DEATH RACE is pure cinematic junk food.  The film is rancorously loud, obsessively lowbrow, chaotically violent, cartoonishly brutal and savage, and genuinely lacking in any moral decorum whatsoever because of its wanton disreputability.  It’s a wall-to-wall sleaze and schlock fest that pummels viewers with its hyperactive and stomach churning sights and sounds and perpetually seems unfettered by any type of decency and natural logic.  There should be no plausible reason to “like” this film…but like a big bag of salty, greasy popcorn, DEATH RACE is so unilaterally tasty and unpardonably enjoyable.  

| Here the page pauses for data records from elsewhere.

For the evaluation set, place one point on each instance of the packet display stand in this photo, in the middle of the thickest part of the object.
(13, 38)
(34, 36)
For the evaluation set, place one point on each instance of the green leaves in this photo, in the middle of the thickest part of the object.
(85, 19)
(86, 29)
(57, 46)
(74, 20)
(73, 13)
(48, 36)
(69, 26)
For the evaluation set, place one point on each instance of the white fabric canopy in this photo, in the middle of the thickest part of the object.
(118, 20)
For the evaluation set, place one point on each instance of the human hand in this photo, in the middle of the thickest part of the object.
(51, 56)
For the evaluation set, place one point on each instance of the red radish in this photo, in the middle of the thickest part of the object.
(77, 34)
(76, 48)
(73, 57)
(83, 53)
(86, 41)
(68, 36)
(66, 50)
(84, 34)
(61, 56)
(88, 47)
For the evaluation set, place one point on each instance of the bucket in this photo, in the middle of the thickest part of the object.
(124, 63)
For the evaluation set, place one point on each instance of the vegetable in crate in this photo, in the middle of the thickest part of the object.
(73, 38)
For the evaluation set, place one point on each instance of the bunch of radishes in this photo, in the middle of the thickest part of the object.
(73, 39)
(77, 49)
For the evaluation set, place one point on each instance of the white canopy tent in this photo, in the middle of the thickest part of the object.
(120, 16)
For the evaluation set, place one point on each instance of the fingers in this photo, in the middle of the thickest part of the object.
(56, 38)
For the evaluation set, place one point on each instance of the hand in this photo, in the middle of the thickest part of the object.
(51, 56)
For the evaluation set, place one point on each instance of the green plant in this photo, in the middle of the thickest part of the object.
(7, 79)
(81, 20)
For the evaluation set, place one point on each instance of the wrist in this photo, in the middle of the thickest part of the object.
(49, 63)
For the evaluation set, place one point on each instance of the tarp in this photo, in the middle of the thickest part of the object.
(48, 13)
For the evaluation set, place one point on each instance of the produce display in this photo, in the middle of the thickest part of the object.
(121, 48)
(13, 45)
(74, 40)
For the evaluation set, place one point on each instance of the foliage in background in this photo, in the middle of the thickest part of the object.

You kind of take in all of its sadistic sights and its blood-soaked, pedal-to-the-metal, high-octane spectacle without ever once thinking about its health value.  This is the epitome of a mindless, cheap thrill entertainment, but the film paradoxically shows a real discerning flair for never being pretentious with its excesses.  DEATH RACE understands what kind of beast it is and never annoyingly trudges away from it: it’s an unabashedly B-grade, lurid pulp fiction inspired thrill ride that more than achieves the meager status quo for these types of grindhouse films.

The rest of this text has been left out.